Pitt faculty reveals the secret history of transgender children


Image via University of Pittsburgh

Jules Gill-Peterson, an assistant professor of English and gender, sexualtiy and women’s studies at Pitt, is the author of “Histories of the Transgender Child.”

By Sinead McDevitt, For the Pitt News

Jules Gill-Peterson said in a talk Thursday afternoon that she is well aware of the timeliness of her new book, “Histories of the Transgender Child.”

“It’s not lost on me that only several days ago, the Supreme Court heard oral arguments on a matter that will determine whether or not trans people enjoy any basic civil rights protections,” she said. “Then closer to home, here in Pittsburgh, we’re still processing the death of Elisha Stanley … despite there being an ongoing crisis of murder and violence against black and brown trans women.”

An assistant professor of English and gender, sexuality and women’s studies at Pitt, Gill-Peterson used archival evidence from throughout the 20th century — uncovered over the course of five years of researching and writing — to argue that transgender children have always existed. As Gill-Peterson asserts in “Histories of the Transgender Child” there is not, as anti-trans advocates would insist, a sudden increase in children who identify as trans.

The book also asserts that medical gatekeeping, the practice of dismissing someone’s identity as a trans person because they do not show certain traits, has been harmful to trans children — especially trans people of color.

Gill-Peterson discussed her book with a crowd of about 30 people, in an event hosted by the University Library System as part of their Faculty Book Talk series — held in the Hillman Library during the Fall and Spring semesters. The talk consisted of a reading of a chapter from the book, followed by a Q&A session.

At the event, Gill-Peterson read letters written by a trans girl in the ’60s under the pseudonym “Vicki” to a medical practice, which detail her desire to recieve a sex change.
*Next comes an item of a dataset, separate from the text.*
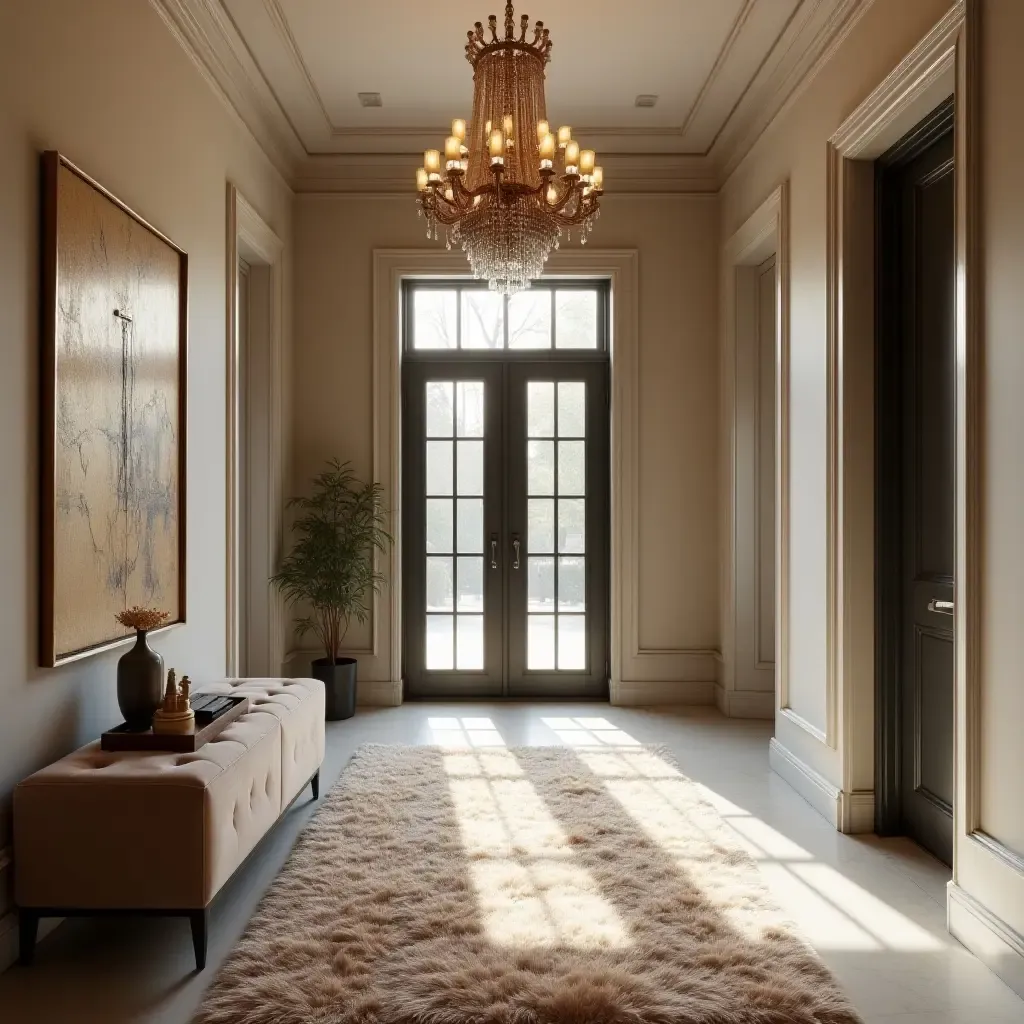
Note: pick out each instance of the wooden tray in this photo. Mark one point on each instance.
(207, 727)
The letters she received in return consistently told her that she needed to “be patient, finish your education and see how you feel once you are mature.”

Megan Massanelli, who works in the archives and special collections at the University Library System, said she was interested in Gill-Peterson’s talk as an opportunity to learn about the  author’s research and the sources she used, such as the letters trans people wrote to medical practices requesting approval for hormone therapy.

“It had never occurred to me that people would write letters to some of these doctors that they have the archives for,” she said. “As someone who processes, describes and arranges historical collections like the ones at the Kinsey Institute, I’m always kind of curious how to call those out so that researchers can find them when they’re looking for them.”

During the Q&A portion, audience members repeatedly asked Gill-Peterson about her researching process and the difficulties she encountered in knowing where to look for primary sources.

“The main [obstacle] was just lack of available evidence,” she said. “So trying to figure out what kinds of archives could tell histories about people who we didn’t even necessarily know anything about … or if they used the same language about trans identities today,” she said.

Gill-Peterson’s next project is called “Gender Underground: A History of Trans DIY,” a book in which she seeks to create an oral history of the various do-it-yourself practices employed by trans people in the 20th century. When asked about a relationship between the two projects, Gill-Peterson said that her goal for the second book is to find information about the lives of trans people that couldn’t be found in a medical archive.

“In this new project, I’m trying to not use any medical archives at all, and find other kinds that can do the kind of work that I wasn’t able to do in the first book,” Gill-Peterson said. “There’s sort of a kind of call and response between the two projects.”

Peter Campbell, an assistant professor in the English department who attended the talk, said he heard parts of the book as it was still a work in progress.

“I’ve been lucky enough to see her present sections and pieces of the work as it was ongoing,” he said. “I was aware of the literature around the historicization of trans identity, but I was not aware of a lot of what Gill-Peterson has found through her archival research into the histories of transgender children specifically.”

Massanelli said she noticed the effect a growing number of people researching transgender history, such as Gill-Peterson, has on LGBTQ+ students, who may not have seen themselves represented before in research.

“I’ve worked with a lot of students who are thrilled to see themselves in the archives and inspired to create their own zines or newsletters,” Massanelli said.

Gill-Peterson discussed how the idea that transgender children must be protected from themselves or from making decisions that are too rash because they cannot make the choice themselves to transition has persisted to this day. However, “Histories of The Transgender Child” argues that we should not seek to “protect” transgender children from themselves.

“I call in the book for adults to learn to listen, to respect trans children as people, not turn to them for some explanation of what gender is, and to learn to desire their existence,” she said. “To want them in the world. In short, to like them.”